What is it?
Part of a four-strong range of new diesel-powered Passat models slated for UK sale later this month, the roomy five-seater is poised to become a familiar sight on our roads. Or so Volkswagen would have us believe, anyway – it points to “unprecedented pre-order activity” for the new car.
The apparent optimism for the new eighth-generation model is backed up by its styling, which gives the latest Passat an instantly more up-market appearance than its predecessor.
More structured than before and with a liberal lathering of chrome, the exterior is evolutionary in design but also possesses a true air of elegance. A heavy swage line running from the front wheel arch back along the flanks, flatter roof line and more flowing C-pillar treatment stretch the car visually, while larger door apertures help to provide easier access to the cabin, both front and rear.

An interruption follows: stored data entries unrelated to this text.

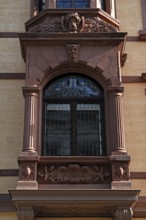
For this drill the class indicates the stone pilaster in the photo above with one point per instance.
(117, 137)
(25, 213)
(30, 119)
(123, 213)
(28, 158)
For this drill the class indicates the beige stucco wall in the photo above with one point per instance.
(135, 124)
(11, 122)
(136, 56)
(13, 15)
(10, 56)
(7, 183)
(8, 216)
(129, 14)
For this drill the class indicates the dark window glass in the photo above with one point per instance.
(73, 117)
(72, 3)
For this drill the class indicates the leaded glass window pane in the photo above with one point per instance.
(57, 130)
(73, 117)
(89, 133)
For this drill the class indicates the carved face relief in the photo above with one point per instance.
(73, 52)
(72, 22)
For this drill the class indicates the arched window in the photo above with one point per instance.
(73, 117)
(72, 3)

The various examples of the new car we drove also had terrific attention to detail, superb surface finish and excellent solidity. It may compete in the volume market, but the perceived quality of the new Passat is in many respects even more impressive than that of such highly regarded cars as the Audi A4, BMW 3-series and Mercedes-Benz C-class.
Dimensionally, the new model is smaller than the one it replaces but, thanks to the adoption of Volkswagen’s highly flexible MQB platform structure and a significantly longer wheelbase, it manages to offer greater levels of accommodation than ever before.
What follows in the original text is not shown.